Subject: Barchester Towers, An Uncomfortable Story?
Ellen, I love your postings. You said you could not think of a male figure
equivalent to Lady Ball. Would you buy Mr. Slope in Barchester Towers?
Re: Mr Slope As a Figure in Another Arch
To answer Sigmund's suggestion, I'd say Mr
Slope is not an male analogue for Lady Ball,
partly because he does more harm to himself
than he does to anyone else. Finally, he
is an ineffectual figure. She is not ineffectual.

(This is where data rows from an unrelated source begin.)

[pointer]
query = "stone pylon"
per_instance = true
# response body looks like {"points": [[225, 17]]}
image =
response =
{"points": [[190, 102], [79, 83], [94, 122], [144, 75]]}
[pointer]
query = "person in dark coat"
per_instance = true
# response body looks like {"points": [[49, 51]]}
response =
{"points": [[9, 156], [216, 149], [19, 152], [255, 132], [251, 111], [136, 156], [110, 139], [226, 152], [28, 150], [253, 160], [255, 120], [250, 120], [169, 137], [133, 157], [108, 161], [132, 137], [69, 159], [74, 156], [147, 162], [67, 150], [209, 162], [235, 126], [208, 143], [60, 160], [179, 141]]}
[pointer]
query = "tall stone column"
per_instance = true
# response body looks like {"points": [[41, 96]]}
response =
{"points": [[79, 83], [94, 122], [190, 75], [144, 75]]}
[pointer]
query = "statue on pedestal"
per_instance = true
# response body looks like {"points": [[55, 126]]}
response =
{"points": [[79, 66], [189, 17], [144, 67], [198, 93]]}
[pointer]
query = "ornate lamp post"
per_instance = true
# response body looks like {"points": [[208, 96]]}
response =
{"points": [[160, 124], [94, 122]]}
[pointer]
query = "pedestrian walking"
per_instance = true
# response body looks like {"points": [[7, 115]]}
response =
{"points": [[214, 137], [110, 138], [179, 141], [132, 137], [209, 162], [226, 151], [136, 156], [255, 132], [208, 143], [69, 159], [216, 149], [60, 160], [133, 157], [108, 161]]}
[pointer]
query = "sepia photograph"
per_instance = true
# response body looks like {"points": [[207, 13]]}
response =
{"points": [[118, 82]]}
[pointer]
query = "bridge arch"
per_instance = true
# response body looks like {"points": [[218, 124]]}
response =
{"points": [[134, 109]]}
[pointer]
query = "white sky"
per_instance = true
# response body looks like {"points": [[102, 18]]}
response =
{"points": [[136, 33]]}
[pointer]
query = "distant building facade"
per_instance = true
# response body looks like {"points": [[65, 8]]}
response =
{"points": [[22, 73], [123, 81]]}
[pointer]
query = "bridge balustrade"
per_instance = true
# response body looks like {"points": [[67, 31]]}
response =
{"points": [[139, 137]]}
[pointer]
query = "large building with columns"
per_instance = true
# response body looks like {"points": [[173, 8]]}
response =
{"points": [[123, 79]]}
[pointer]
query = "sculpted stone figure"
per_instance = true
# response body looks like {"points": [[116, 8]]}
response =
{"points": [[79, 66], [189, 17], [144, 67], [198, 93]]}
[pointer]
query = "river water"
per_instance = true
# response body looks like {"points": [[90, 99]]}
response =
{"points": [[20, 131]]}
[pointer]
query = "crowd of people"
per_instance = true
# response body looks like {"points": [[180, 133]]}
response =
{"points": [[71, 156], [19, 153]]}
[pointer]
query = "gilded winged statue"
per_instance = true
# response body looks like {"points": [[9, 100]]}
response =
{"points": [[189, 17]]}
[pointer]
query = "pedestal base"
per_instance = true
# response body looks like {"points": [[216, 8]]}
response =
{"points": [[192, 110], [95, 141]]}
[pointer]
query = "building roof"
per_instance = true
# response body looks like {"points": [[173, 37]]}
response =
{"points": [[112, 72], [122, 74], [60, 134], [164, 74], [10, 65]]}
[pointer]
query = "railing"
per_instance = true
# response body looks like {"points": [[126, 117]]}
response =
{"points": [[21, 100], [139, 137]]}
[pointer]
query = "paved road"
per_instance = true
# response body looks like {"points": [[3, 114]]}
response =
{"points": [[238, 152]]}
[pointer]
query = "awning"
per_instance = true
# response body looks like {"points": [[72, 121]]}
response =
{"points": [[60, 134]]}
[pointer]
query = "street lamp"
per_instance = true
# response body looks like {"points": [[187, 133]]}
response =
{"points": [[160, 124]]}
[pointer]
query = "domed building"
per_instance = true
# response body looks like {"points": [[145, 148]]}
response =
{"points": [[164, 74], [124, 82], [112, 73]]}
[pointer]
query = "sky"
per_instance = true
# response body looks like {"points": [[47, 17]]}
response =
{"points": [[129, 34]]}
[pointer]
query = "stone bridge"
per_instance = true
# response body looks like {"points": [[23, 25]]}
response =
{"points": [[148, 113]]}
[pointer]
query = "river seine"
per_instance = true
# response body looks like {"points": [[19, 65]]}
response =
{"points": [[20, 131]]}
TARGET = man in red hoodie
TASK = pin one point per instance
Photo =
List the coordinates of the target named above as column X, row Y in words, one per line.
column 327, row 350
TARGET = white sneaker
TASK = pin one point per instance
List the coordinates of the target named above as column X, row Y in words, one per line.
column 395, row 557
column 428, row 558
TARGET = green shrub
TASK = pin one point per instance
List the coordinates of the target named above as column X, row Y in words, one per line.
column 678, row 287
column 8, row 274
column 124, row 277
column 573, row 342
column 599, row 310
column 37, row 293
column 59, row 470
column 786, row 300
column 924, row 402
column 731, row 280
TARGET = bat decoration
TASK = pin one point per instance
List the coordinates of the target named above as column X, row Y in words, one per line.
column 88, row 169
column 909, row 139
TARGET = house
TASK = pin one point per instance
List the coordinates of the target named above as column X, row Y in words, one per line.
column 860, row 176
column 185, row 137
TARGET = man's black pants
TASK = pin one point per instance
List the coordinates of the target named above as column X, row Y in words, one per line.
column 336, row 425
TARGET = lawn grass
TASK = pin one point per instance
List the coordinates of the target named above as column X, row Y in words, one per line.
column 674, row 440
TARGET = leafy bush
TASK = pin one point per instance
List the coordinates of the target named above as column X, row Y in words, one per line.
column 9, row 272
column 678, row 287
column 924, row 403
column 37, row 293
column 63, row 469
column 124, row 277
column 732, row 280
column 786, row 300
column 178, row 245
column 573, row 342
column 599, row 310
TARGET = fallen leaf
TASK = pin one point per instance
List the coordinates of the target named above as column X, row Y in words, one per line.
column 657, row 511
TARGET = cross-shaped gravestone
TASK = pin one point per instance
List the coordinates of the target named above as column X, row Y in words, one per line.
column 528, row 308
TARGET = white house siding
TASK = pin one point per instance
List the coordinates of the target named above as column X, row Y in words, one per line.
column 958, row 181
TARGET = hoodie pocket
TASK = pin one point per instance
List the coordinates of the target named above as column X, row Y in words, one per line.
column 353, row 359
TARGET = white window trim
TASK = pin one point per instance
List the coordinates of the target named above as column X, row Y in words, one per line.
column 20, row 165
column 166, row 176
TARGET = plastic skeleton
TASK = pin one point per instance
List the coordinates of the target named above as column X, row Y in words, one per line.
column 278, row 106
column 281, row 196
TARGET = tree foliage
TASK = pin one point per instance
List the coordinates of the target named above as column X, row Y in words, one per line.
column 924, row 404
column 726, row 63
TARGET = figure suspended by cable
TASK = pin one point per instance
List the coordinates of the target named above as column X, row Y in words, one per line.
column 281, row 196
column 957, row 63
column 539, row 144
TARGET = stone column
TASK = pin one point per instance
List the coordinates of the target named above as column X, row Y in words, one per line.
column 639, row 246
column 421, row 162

She has just about destroyed her son--though
he was willing enough to go along with her,
when the only joy of his existence, whom she
hated, the poor first wife, Rachel died. The
fairy tale element in the book is that her
power is simply broken by a speckled hat
and the good witch Mrs Mackenzie who
drops in out of nowhere, quite like the Witch
of the North in The Wizard of Oz.
In his inability to hurt others (partly
because of his enemy Mrs Proudie), though in
a book which is redolent of spring, he resembles Mr
Jeremiah Maguire of Miss Mackenzie far more than he does
Lady Ball. Jeremiah Maguire is also a religious
hypocrite; so too Mr Stumfold (though he
combines it with sex); their religious position is to them
a way of getting on in the world; Maguire nearly
does a great deal of damage to Margaret,
and is aided and abetted by Lady Ball insinuating
not he but Margaret is the liar (which she knows
is not so), but finally Maguire, like
Slope, is defeated and his punishment,
as is the punishment of other of Trollope's
seriously presented religious hypocrites is to be
himself and to value and have to live with
people like himself. He deserves Miss
Colza where the narrator tells us "we will
leave him, not trusting much in his connubial
bliss." Slope's punishment is to be Slope;
some of this brings us right back to Fielding's
Blifil who everyone remembers marries
a rich old woman who makes his life a
misery, but then this is all he understands.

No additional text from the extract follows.